As millions of people stand to remember the fallen on Armistice Day and Remembrance Sunday, the newly-appointed Bishop to the Forces says he was inspired in his faith by his Grandfather who found God while serving in the jungles of Singapore during the Second World War.
Rt Rev Hugh Nelson has been sharing his reflections on Remembrance with Premier.
He said: "I love the idea of remembering and I love the fact that after all these years, we still honour that promise.
"We live in quite a fickle world now and we're not always very good at honouring promises. Yet, that was a promise that we made such a long time ago and we stick to it, we still do what we said we'd do. And we remember them.
"I think for Christians remembering it's more than history. The word remember is something that we belong to - to be a member. When we remember, we acknowledge that those who have gone before us, belong to us and that we belong to them and that we're part of something whole.
"The Scripture speaks of that repeatedly - that God remembers us as he remembers those who are going through the hardest of times. If we gather around an altar or the Lord's table for the Eucharist or the Lord's Supper, we hear what Jesus asked us to do, which is to remember him as we take bread and wine. It is a deeply Godly thing to do, because it reminds us who we are."
Bishop Hugh, who is also the Bishop of St Germans in Cornwall, took on the Armed Forces role in September.
"I'm discovering something about the culture of the armed forces, something of the particular joys and challenges that chaplains in the armed forces have in front of them.
"My role is focused on being a pastor to the pastors and chaplains in the armed forces who are literally on the front line alongside serving men and women. It's been really good to just start to get to know some of them, to start to find out how you support, care for and pray for people who are really in some of the most challenging places."
Bishop Hugh says that today and across the season of Remembrance, he is particularly thinking of his Grandfather, Jack Osbourn, who fought in the jungles of the Far East during the Second World War.
Jack, who was born in 1920, served in Singapore with the 63rd Anti Tank Regiment RA of the Oxfordshire Yeomanry.
He was captured at the fall of Singapore in 1942 and spent the rest of the war in Japanese prisoner of war camps. Poignantly, like many veterans, he didn't talk very much about his experience, but he did inspire his grandson through his example.
"What he did talk a lot about was love and incredibly, he discovered faith in those jungles, which were the most horrendous places. That's what he talked to me about, not about the horrors, but about love and about God and about faith and he learned much of that in the jungles."

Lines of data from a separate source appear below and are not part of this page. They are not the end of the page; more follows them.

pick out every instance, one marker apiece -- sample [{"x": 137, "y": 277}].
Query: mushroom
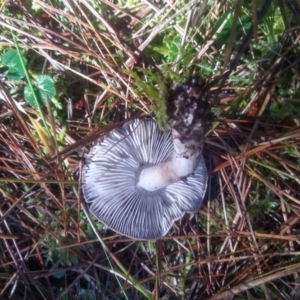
[{"x": 139, "y": 179}]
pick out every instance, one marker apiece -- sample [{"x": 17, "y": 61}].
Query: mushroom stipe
[{"x": 139, "y": 180}]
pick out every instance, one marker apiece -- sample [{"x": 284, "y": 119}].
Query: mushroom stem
[
  {"x": 185, "y": 160},
  {"x": 190, "y": 120}
]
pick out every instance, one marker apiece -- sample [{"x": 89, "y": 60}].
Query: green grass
[{"x": 103, "y": 63}]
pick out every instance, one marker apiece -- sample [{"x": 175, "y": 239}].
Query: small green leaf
[
  {"x": 45, "y": 87},
  {"x": 12, "y": 60}
]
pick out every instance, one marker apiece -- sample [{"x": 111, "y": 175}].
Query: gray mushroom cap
[{"x": 110, "y": 182}]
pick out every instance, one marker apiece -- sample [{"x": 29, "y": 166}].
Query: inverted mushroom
[{"x": 139, "y": 180}]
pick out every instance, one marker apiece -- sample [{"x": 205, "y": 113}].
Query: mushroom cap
[{"x": 110, "y": 182}]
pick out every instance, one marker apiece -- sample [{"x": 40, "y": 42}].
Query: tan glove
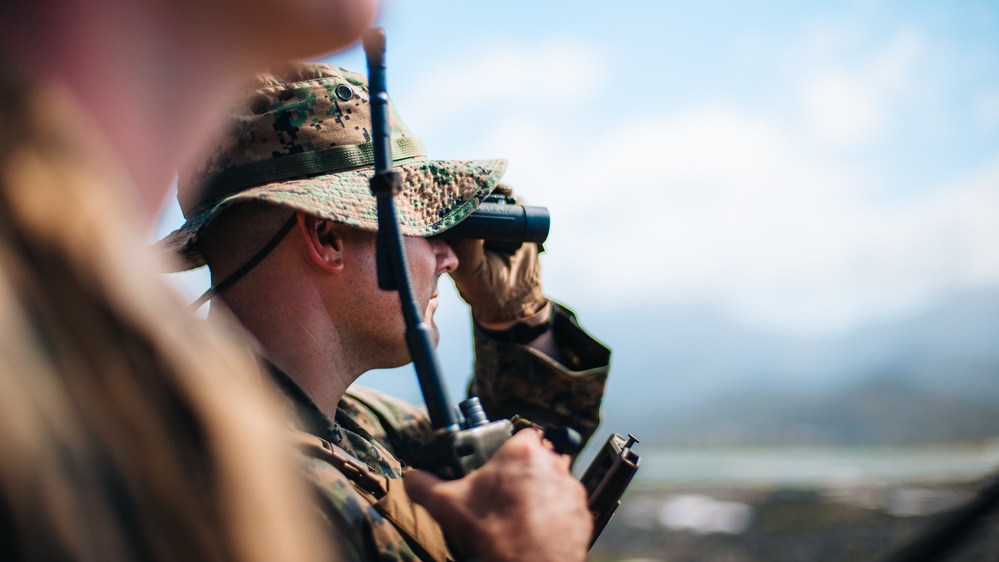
[{"x": 501, "y": 289}]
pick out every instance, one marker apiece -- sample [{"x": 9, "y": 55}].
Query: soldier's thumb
[{"x": 421, "y": 488}]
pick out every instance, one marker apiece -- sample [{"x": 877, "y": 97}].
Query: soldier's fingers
[{"x": 422, "y": 488}]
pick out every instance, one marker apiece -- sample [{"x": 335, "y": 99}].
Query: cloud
[
  {"x": 506, "y": 79},
  {"x": 850, "y": 106},
  {"x": 714, "y": 204}
]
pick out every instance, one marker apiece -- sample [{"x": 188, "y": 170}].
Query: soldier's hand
[
  {"x": 500, "y": 288},
  {"x": 523, "y": 504}
]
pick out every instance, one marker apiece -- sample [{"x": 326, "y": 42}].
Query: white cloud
[
  {"x": 849, "y": 106},
  {"x": 508, "y": 80},
  {"x": 986, "y": 110},
  {"x": 721, "y": 206}
]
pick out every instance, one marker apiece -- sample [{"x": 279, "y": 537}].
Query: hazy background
[{"x": 782, "y": 217}]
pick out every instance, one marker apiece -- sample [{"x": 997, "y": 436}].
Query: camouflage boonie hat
[{"x": 300, "y": 137}]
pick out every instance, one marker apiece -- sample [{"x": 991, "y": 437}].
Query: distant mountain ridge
[{"x": 692, "y": 375}]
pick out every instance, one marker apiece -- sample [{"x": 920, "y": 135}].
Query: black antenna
[{"x": 393, "y": 272}]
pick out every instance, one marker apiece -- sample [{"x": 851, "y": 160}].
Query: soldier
[
  {"x": 279, "y": 207},
  {"x": 128, "y": 430},
  {"x": 123, "y": 421}
]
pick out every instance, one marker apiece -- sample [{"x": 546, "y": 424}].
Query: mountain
[{"x": 693, "y": 375}]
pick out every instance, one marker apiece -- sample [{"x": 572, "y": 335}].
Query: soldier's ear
[{"x": 324, "y": 242}]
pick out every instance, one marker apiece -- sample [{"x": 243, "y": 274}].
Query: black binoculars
[{"x": 503, "y": 224}]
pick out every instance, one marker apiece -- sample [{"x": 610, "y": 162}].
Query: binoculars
[{"x": 503, "y": 224}]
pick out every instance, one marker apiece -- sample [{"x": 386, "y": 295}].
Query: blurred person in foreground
[
  {"x": 284, "y": 187},
  {"x": 128, "y": 430}
]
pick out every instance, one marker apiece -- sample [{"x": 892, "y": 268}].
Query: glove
[{"x": 501, "y": 289}]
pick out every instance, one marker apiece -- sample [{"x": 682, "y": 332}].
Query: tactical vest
[{"x": 387, "y": 495}]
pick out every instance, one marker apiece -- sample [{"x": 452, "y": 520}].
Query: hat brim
[{"x": 436, "y": 195}]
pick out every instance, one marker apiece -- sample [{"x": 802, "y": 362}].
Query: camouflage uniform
[
  {"x": 385, "y": 433},
  {"x": 122, "y": 420},
  {"x": 299, "y": 138}
]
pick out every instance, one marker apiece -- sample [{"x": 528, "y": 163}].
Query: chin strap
[{"x": 249, "y": 265}]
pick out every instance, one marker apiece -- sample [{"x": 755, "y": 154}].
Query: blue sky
[{"x": 806, "y": 169}]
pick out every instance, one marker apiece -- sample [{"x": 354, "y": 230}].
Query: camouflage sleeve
[
  {"x": 395, "y": 424},
  {"x": 360, "y": 532},
  {"x": 511, "y": 378}
]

"As Christians, we particularly lament that the promise we made that this would never happen again, has not been fulfilled. That's a responsibility that lies before all of us. We must make a commitment for a future which is one of peace and justice rather than one of violence and injustice.
"One of the commitments that I made when I took on the Armed Forces role is that I would pray every day for two things - for the day when there need no longer be an armed forces because the world is at peace. In the meantime, while we wait and pray for that day, I will pray for those who are serving on frontlines around the world."